Uno dei capitoli piu` duri della Regola, una pagina energica, radicale, in cui San Benedetto porta a conseguenze estreme l’insegnamento di Cassiano: il monaco non deve possedere nulla di proprio, ed e` in totale dipendenza dalla volonta` dell’abate. … Gia` la tradizione monastica anteriore riconosceva concordemente la poverta` come elemento essenziale dello stato monastico; e la condanna della proprieta` privata e` uno dei temi piu` comuni nelle Regole monastiche e nei trattati di spiritualita`: cosi` Pcomio, Basilio, Agostino, Cassiano. Pero` le espressioni cosi` forti di San Benedetto hanno un parallelo solo in alcune frasi virulente di S.Girolamo. Commentando questo capitolo della Regola, non e` male interrogarci, noi monaci del XX secolo, sullo spirito di distacco e di poverta`. Ricordiamoci che la vocazione di Antonio il Grande comincio` con la pratica letterale delle parole di Gesu`: “Va, vendi quello che hai…” (Mt.19m21); ricordiamoci che una delle note qualificanti del monachesimo era lo spogliamento totale, per vivere nella semplicita` e nel distacco piu` assoluto; pensiamo che ancora oggi per il monachesimo hindu e buddhista farsi monaci significa spogliarsi veramente di tutto, non avere assolutamente nulla.

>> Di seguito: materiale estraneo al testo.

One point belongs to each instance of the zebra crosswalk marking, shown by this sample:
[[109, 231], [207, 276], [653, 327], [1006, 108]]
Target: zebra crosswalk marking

  1. Nel monastero questo vizio dev’essere assolutamente stroncato fin dalle radici,
  2. sicché nessuna si azzardi a dare o ricevere qualche cosa senza il permesso dell’abate,
  3. né pensi di avere nulla di proprio, assolutamente nulla, né un libro, né un quaderno o un foglio di carta e neppure una matita,
  4. dal momento che ai monaci non è più concesso di disporre liberamente neanche del proprio corpo e della propria volontà,
  5. ma bisogna sperare tutto il necessario dal padre del monastero e non si può tenere presso di sé alcuna cosa che l’abate che l’abate non abbia dato o permesso.
  6. “Tutto sia comune a tutti”, come dice la Scrittura, e “nessuno dica o consideri propria qualsiasi cosa”.
  7. Se poi si scoprisse qualcuno che si compiace in questo pessimo vizio, bisognerà rimproverarlo una prima e una seconda volta
  8. e, nel caso che non si corregga, infliggergli il dovuto castigo.